If $I \subset K[x_1,\dots,x_n]$ is a zero dimensional ideal and $$V(I) = \{ (\alpha_1,\dots,\alpha_n) \in K^n: f((\alpha_1,\dots,\alpha_n)) = 0\ \forall f\in I\}$$ (the variety). Then if $G$ is a Groebner Basis for $I$ w.r.t. some monomial order $>$, then $\forall i$ $\exists g_i \in G$ such that $LT(g_i) = x_i^{d_i}$ for some $d_i > 0$. Why is $|V(I)| \leq d_1\cdots d_n$?

Answer 1

Suppose $x_1>\cdots>x_n$. Then $g_i=g_i(x_i,\dots,x_n)$ is a polynomial in $x_i,\dots,x_n$ for $i=1,\dots,n$.

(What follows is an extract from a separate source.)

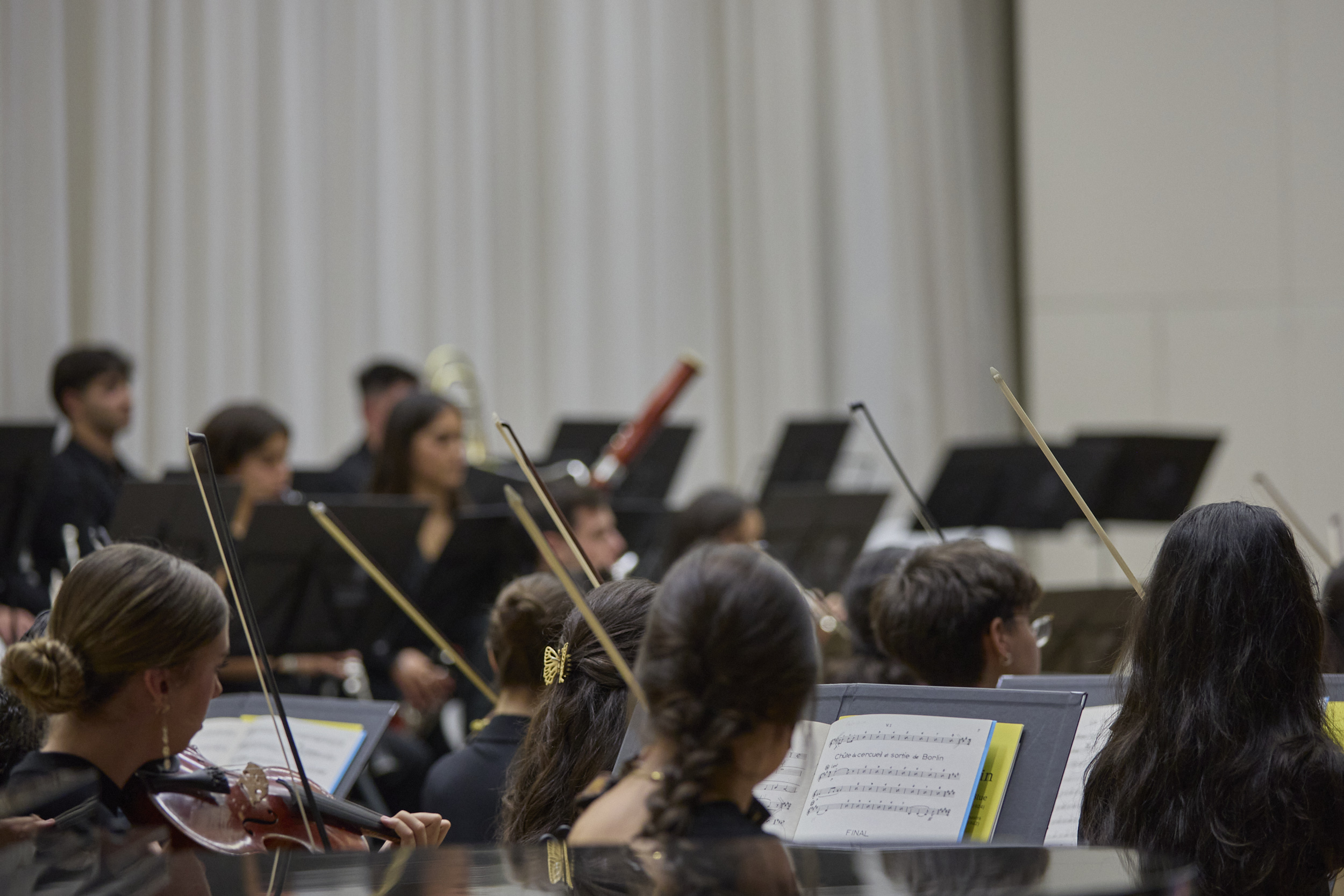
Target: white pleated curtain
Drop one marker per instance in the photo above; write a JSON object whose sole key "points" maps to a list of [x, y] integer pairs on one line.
{"points": [[254, 197]]}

In particular, $g_n$ is a polynomial only in $x_n$. Let $\alpha_n$ be a root of $g_n$. (There are at most $d_n$ roots.) Then consider $g_{n-1}(x_{n-1},\alpha_n)$. This has at most $d_{n-1}$ roots, and let $\alpha_{n-1}$ be one of them. Now consider $g_{n-2}(x_{n-2},\alpha_{n-1},\alpha_n)$, and so on. Finally we get at most $d_1\cdots d_n$ common roots for $G$.